Originally posted by @Victor S. :

good advice here. one thing to consider when a plumber is charging you $250/hr, you only want him to do plumbing. not demoing, trenching, jack hammering, re-installing tile, and other such stuff. keep shopping quotes. 

Of course Victor, but holey COW, $250/hr. Please folks follow my tip; join your local real estate investor associations (REIA) or find REI meetups in meetup.org. You can get referrals from other investors for "investor friendly contractors".

Per your area, but in mine, Atlanta/GA, I only use licensed contractors when a permit needs pulling.  Fixing a plugged sewer/septic line does not need a $250/hr or even a $100/hr or in my area even $60/hr licensed plumber.   There's many unlicensed tradesmen who you will NOT find on angies list.  Often they have their own post to craigslist services offered.  Or refered from another investor.  

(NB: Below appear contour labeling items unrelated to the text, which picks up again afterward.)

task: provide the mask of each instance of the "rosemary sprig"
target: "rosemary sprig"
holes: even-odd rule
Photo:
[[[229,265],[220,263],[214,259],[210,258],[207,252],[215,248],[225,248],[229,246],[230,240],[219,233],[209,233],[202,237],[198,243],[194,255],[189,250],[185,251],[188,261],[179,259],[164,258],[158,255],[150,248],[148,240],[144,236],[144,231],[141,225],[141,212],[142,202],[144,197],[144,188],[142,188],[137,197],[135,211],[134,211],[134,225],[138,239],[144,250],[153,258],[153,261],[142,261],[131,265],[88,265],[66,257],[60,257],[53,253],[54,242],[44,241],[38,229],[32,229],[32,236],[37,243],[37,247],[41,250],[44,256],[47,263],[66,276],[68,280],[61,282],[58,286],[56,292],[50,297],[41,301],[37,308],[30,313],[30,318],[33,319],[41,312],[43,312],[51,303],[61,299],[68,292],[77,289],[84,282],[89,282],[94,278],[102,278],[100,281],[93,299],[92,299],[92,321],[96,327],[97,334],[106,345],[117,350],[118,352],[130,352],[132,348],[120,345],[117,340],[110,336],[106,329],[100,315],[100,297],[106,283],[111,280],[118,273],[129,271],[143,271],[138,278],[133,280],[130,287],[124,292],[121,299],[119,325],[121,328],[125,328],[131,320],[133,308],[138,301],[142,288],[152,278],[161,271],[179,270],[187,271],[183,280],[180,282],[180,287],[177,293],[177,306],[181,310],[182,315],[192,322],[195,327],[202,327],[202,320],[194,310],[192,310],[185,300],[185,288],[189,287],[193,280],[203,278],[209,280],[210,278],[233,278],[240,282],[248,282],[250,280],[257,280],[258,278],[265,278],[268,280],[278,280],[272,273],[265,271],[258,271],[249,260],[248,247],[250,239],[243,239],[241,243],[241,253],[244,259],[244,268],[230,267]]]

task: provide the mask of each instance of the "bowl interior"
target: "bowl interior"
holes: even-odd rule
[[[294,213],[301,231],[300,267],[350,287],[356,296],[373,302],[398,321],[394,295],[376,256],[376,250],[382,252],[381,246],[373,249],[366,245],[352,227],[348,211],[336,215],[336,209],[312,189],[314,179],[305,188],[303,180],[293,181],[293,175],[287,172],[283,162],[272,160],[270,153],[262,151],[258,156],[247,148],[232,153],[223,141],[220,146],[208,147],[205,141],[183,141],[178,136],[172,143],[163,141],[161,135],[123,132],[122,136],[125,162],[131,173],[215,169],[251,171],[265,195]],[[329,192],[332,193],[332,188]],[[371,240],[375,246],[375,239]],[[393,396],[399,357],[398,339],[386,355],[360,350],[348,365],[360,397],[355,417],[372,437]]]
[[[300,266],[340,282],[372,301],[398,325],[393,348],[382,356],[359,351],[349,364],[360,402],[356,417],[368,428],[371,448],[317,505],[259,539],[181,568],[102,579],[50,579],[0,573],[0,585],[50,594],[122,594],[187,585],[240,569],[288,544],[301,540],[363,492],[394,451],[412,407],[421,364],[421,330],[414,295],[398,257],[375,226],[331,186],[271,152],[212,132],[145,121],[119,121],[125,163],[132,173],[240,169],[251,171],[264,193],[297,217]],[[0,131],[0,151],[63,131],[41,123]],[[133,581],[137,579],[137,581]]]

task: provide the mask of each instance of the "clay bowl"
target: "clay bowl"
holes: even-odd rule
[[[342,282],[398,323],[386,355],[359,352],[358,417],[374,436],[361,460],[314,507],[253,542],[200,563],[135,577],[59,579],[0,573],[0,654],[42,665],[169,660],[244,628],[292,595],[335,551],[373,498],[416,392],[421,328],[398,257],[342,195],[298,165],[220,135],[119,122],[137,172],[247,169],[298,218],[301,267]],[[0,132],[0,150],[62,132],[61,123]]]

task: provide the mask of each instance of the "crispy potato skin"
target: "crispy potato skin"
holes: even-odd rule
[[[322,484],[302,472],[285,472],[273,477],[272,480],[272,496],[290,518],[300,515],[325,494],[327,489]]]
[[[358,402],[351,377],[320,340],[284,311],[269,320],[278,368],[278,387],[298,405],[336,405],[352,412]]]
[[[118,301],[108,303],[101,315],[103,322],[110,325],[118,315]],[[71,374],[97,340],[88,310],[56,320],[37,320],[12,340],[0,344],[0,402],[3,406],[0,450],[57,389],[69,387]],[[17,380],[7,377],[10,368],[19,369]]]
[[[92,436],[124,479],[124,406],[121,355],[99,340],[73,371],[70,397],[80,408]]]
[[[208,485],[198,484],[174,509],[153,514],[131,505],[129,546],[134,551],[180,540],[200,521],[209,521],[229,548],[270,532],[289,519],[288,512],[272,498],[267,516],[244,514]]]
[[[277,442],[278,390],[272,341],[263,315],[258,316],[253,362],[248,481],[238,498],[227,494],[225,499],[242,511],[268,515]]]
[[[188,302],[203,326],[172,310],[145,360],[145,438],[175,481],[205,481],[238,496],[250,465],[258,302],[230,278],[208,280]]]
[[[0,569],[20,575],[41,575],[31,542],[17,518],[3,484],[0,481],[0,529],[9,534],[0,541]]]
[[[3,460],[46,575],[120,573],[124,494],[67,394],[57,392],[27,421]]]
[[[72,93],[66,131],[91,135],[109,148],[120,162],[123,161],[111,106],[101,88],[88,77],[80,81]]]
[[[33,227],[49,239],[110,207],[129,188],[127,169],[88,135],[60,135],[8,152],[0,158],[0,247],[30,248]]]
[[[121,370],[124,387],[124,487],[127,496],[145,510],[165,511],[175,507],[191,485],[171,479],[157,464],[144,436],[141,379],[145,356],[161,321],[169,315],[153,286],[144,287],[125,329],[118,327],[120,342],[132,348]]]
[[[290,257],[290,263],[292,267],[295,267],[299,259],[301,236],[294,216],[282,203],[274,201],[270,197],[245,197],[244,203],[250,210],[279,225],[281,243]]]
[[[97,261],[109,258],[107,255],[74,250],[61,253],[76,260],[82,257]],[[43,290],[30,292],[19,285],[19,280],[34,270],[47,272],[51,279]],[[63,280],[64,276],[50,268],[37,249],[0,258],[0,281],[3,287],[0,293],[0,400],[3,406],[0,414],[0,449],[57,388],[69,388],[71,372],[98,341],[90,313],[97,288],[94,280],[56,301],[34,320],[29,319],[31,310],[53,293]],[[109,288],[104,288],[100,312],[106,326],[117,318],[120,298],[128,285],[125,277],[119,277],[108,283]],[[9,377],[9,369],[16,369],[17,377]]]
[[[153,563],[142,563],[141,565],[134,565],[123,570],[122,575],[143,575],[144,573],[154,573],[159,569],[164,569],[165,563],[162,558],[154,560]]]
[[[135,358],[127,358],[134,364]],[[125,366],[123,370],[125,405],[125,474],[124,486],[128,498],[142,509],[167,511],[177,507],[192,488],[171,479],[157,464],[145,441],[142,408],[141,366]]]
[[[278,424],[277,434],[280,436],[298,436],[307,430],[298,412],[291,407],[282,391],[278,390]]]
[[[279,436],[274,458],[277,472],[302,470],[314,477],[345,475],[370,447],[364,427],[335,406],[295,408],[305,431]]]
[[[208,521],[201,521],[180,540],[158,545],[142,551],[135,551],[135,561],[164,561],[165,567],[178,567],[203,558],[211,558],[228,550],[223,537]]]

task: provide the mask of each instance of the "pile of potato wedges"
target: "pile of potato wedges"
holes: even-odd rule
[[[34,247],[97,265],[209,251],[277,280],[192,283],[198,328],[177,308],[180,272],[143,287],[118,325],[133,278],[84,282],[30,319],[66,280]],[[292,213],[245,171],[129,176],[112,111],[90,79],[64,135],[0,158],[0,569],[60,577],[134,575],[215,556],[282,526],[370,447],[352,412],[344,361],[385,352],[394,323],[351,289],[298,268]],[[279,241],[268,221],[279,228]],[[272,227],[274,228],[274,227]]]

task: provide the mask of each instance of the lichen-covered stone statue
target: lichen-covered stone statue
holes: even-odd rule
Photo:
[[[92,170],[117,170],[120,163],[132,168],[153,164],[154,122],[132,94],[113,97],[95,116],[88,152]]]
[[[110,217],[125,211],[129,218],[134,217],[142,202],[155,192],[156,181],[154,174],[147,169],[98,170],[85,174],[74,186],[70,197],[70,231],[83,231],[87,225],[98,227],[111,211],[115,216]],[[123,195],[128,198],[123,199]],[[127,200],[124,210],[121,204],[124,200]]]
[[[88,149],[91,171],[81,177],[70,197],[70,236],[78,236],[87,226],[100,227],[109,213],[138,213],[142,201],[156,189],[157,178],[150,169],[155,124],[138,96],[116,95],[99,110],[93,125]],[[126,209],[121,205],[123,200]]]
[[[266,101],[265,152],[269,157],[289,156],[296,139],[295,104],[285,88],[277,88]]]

$250/hr POOH!   LOL.   Yes I realize I'm maybe lucky here in the wild south (GA area where city/county inspectors don't chase after simple rehabs/fixups.  Certainly not my rental rehabs and certainly NOT a plumbing plug up fix.  Circling back;  yes often its the licensed plumber who owns the camera setup and has the resources to jack up cement, dig up front yards.  So I use a mix of unlicensed and very very rarely licensed trades.   I'm educated and can talk to contractors such that I've never had someone try to pull the wool and give me a jacked up bid.  I' ve gotten high bids.  LOL!   But I've 99% of the time gotten my work done reasonably priced, and mostly well done.  :)

Good luck folks, and to the OP.

 

I would snake from the inside until I hit the obstacle and measure how much cable went in so I get an idea where the problem is. Then I snake from the cleanout at the curb backwards to the house to see if I get to the same spot. Sometimes you get the blockage cleared when snaking backwards. You can get a pretty good sewer camera on eBay for around $300 bucks which often helps you to “see” what the issue is.